Establishing the groundwork for asset risk management
Because it is at the core of asset risk management, organizations must establish asset visibility first by inventorying all devices. All details about each device must be understood and documented during that process. The asset risk management platform can then use this information to understand a device's risk.
To protect the end user from any compromises at any point along the supply chain, the following are some initial elements of what a solution encompassing physical layer visibility might entail:
● A focus on device existence
As mentioned earlier, current security solutions involve traffic monitoring which assesses device activity. A physical layer-based solution focuses on device existence rather than device activity. Offering heightened visibility that provides organizations with an extensive view of the entire asset infrastructure, managed or unmanaged including hidden devices invisible to other security tools. Such a solution prevents unwanted devices from gaining network access.
● An objective score for every connected asset
Scoring enables the prioritization of devices to address the highest risks. The National Institute of Standards and Technology (NIST) advises organizations to identify those systems and components that are most vulnerable and will cause the greatest organizational impact if compromised.

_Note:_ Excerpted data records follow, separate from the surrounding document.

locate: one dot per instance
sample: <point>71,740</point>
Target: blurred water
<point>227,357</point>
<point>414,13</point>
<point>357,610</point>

● Knowledge of all device properties
Knowing all properties of each device ensures compliance with zero trust. Only recognized profiles are authorized and authenticated as users. One can obtain this knowledge and establish a score for each device during the inventory stage.

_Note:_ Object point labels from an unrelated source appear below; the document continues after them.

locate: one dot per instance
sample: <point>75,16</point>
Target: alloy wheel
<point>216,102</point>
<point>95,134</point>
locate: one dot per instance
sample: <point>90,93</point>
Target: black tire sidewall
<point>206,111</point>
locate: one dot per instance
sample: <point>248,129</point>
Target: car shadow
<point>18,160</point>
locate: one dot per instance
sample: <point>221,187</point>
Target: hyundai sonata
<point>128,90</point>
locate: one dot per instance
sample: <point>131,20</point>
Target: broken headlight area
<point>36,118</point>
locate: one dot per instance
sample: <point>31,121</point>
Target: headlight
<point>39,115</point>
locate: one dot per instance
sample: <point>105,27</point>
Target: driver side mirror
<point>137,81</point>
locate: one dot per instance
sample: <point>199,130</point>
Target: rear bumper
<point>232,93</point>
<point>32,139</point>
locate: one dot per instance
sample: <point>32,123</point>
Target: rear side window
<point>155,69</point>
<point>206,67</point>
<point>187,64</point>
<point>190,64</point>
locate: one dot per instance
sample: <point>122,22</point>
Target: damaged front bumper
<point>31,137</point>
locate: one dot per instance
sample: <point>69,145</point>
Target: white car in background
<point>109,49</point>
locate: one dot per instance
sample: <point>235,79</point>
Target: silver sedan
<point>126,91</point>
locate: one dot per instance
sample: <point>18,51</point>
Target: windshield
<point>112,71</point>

● The capability of policy enforcement to control asset usage
By enforcing policies, any assets that breach the preset rules or get recognized as known attack tools are immediately blocked, enabling instant and automated risk mitigation.
Knowledge is power; asset visibility's impact on asset risk management attests to this fact. Complete familiarity with the physical layer and each network device helps develop a plan to mitigate risks that could lead to attacks. Only once this oversight is achieved will we be able to spot what doesn't belong and has the potential to jeopardize an organization.